Seu olhos concentrados em Miranda e o queixo proeminente exigiam uma resposta. Em outra situação o vigilante poderia fazer uso de sua capanga e fingir que ia exterminar qualquer otário mas todos sabiam que não possuía sequer uma garrucha visto que ficou sem alternativa a não ser contar a verdade. Disse tudo em curtas palavras e ninguém pareceu acreditar de tão fantástica a história. Já haviam ouvido falar que o veneno deixava paralisado, cianótico e até matava mas nunca influenciaria o modo de andar. Cardoso deixou Miranda na estação de metrô e arqueou suas sobrancelhas na despedida penalizado com tudo que ouviu. Miranda novamente calculou a distância até o vagão e parecia interminável a chegada até lá. Era extremamente cansativo pensar no passo firme, mais nada. Esquerda, direita. Esquerda direita. Teria conseguido se o alto-falante não tivesse anunciado a saída imediata do trem sentido Santa Cruz. Sabia que depois daquele teria que encarar o parador que visitava as 48 estações até sua casa. Olhou para frente com a mesma obstinação de um maratonista e abandonou seu mantra. Correu e enquanto fazia seu quadril passou a dar rebolados de passista. Suas ancas balançavam em exagero para os lados de maneira que nem os maratonistas de marcha lenta conseguiriam tal proeza. Passou pela multidão de trabalhadores cansados e parecia que uma avenida se abria com todos os olhares apontados para ele. Quanto mais tentava se apressar mais rebolava. Sorte que já estava a paisana senão seria identificado e no outro dia não faltariam zombadores na porta. Preferia estar cagado que passar um constrangimento daquele.

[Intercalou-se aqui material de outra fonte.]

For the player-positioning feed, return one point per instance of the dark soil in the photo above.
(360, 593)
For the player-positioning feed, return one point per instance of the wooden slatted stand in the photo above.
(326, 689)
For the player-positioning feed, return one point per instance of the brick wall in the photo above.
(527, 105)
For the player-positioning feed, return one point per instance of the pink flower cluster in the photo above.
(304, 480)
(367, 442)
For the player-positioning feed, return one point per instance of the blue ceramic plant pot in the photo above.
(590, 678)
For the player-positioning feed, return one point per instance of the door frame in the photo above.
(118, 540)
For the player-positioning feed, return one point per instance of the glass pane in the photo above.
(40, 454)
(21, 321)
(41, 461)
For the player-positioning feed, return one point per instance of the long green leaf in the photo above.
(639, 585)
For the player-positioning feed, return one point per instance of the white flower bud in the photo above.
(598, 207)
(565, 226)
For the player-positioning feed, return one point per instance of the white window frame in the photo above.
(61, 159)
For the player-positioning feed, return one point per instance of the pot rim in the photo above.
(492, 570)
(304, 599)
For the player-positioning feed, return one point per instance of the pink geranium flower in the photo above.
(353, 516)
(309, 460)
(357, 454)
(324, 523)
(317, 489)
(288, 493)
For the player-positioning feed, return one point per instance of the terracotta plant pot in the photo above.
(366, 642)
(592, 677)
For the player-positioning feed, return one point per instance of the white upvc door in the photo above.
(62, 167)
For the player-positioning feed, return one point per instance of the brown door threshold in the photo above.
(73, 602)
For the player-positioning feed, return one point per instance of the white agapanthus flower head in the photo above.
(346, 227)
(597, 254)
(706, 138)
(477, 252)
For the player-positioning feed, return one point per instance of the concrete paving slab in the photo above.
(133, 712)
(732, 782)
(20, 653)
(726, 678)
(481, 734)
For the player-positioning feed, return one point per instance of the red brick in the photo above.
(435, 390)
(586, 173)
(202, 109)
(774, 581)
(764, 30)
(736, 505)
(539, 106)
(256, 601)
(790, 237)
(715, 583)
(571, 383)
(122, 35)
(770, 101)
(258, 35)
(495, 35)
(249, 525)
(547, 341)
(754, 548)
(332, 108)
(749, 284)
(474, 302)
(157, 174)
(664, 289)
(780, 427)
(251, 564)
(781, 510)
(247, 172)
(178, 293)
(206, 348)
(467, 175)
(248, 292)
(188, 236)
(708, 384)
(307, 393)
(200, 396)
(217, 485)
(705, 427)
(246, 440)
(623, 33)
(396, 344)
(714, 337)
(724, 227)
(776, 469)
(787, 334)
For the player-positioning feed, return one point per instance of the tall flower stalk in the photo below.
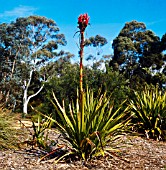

Sentou no sofá cansado e ligou a televisão só para fazer companhia. Sua mulher saiu do banho e depois das ablução imersa em cremes de essência de morango, contou seu dia na cronologia dos fatos, vez ou outra buscando a opinião do marido. Vendo que não tinha resposta o confrontava exigindo atenção. A mesa estava quase posta quando Miranda não agüentou e gritou com seu urro de macho alfa.

- Não vê que eu to sofrendo porra! Não consigo parar de rebolar feito uma bicha.

A mulher minimizou o fato explicando que isso para as mulheres era perfeitamente normal e mesmo que tivesse que conviver com esta nova modalidade de andar, se adaptaria facilmente. No final decidiu aplicar a ele o mesmo procedimento de organização de idéias e perguntou a Miranda como foi seu dia. Parou para ouvir atentamente quando este explicou o diagnóstico do doutor.

- Uma espécie rara de lacraia que tem aqui em casa. Deve ter me picado enquanto tomava banho. Seu veneno, contrários dos outros, não mata nem manda ninguém para o hospital. Seu efeito relaxa os músculos da região glútea, deixando-a dormente. Disse que caminhar ajuda na circulação do sangue e na diluição do veneno. Não há outro remédio.

Miranda limpava as cavidades nazais, assoando seu muco com força quando reencontrou a maldita. Pequena, serelepe, tentava subir pelo azulejo. Quando atingida por um pingo caía na água novamente e serpenteava agitada nadando com dificuldade. Assim Miranda nadaria, se precisasse. A lacraia se escondeu na brecha da massa que cedeu a infiltração, assim como Miranda que foi direto para cama, com pijama azul marinho e seu rebolado desconcertante.